« On est extrêmement déçus. Le problème est crucial pour les céréales. Entre 2021 et 2023, les importations de blé ukrainien dans l’Union européenne ont été multipliées par vingt. On est passé de 215 000 tonnes de blé en 2021 à 5 millions de tonnes en 2023 », a déclaré à l’AFP Eric Thirouin, le président de l’Association générale des producteurs de blé et autres céréales (AGPB).
Pour tenter de répondre à la colère des agriculteurs, Bruxelles a en effet annoncé pour les produits « sensibles » — volaille, œufs et sucre -, un « frein d’urgence » pour limiter le volume des importations aux niveaux moyens observés en 2022 et 2023, niveaux au-delà desquels des droits de douane seraient réimposés.

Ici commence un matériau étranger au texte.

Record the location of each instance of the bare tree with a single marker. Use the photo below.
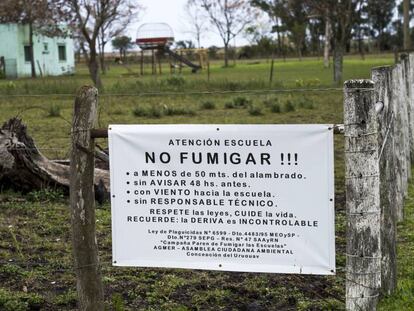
(406, 24)
(341, 14)
(229, 17)
(196, 20)
(91, 17)
(40, 16)
(115, 25)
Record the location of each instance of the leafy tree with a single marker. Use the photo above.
(196, 20)
(290, 16)
(380, 13)
(40, 15)
(341, 15)
(122, 43)
(91, 18)
(229, 17)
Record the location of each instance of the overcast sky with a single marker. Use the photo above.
(172, 13)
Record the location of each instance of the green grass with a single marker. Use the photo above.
(403, 297)
(36, 226)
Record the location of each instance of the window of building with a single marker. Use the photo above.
(62, 52)
(27, 53)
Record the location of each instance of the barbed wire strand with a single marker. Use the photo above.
(184, 93)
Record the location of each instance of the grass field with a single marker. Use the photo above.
(35, 255)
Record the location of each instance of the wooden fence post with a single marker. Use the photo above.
(410, 61)
(363, 264)
(399, 150)
(382, 77)
(82, 201)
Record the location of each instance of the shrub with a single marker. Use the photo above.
(231, 86)
(289, 106)
(54, 111)
(305, 103)
(255, 110)
(154, 112)
(207, 105)
(175, 81)
(313, 82)
(269, 102)
(118, 111)
(241, 102)
(139, 112)
(45, 194)
(175, 111)
(299, 83)
(275, 108)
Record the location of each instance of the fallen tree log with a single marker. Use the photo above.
(24, 168)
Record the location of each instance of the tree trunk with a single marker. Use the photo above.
(102, 57)
(32, 60)
(299, 49)
(24, 168)
(94, 67)
(327, 42)
(406, 24)
(338, 59)
(226, 54)
(82, 166)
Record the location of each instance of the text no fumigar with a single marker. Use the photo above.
(210, 158)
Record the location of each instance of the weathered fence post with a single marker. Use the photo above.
(363, 263)
(399, 150)
(82, 201)
(382, 77)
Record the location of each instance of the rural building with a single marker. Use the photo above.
(53, 55)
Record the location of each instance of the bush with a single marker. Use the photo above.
(207, 105)
(154, 112)
(54, 111)
(299, 83)
(175, 111)
(139, 112)
(231, 86)
(275, 108)
(255, 110)
(118, 111)
(289, 106)
(313, 82)
(45, 194)
(175, 81)
(241, 102)
(305, 103)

Revenir à un quota pour les céréales
« Il faut trouver le juste équilibre entre la solidarité avec l’Ukraine et les conséquences sur l’agriculture européenne. En supprimant les droits de douane, l’Union européenne a créé un appel d’air qui génère aujourd’hui des distorsions de marché très difficiles, dans un contexte de hausse des coûts de production et de baisse des prix (sur les marchés) », estime Eric Thirouin.
Pour les céréaliers français, il faut revenir à un « contingent » ou quota de céréales au-delà duquel les droits de douane doivent de nouveau s’appliquer, plaidant pour un quota « inférieur à 2 millions de tonnes, comme c’était le cas avant la guerre ».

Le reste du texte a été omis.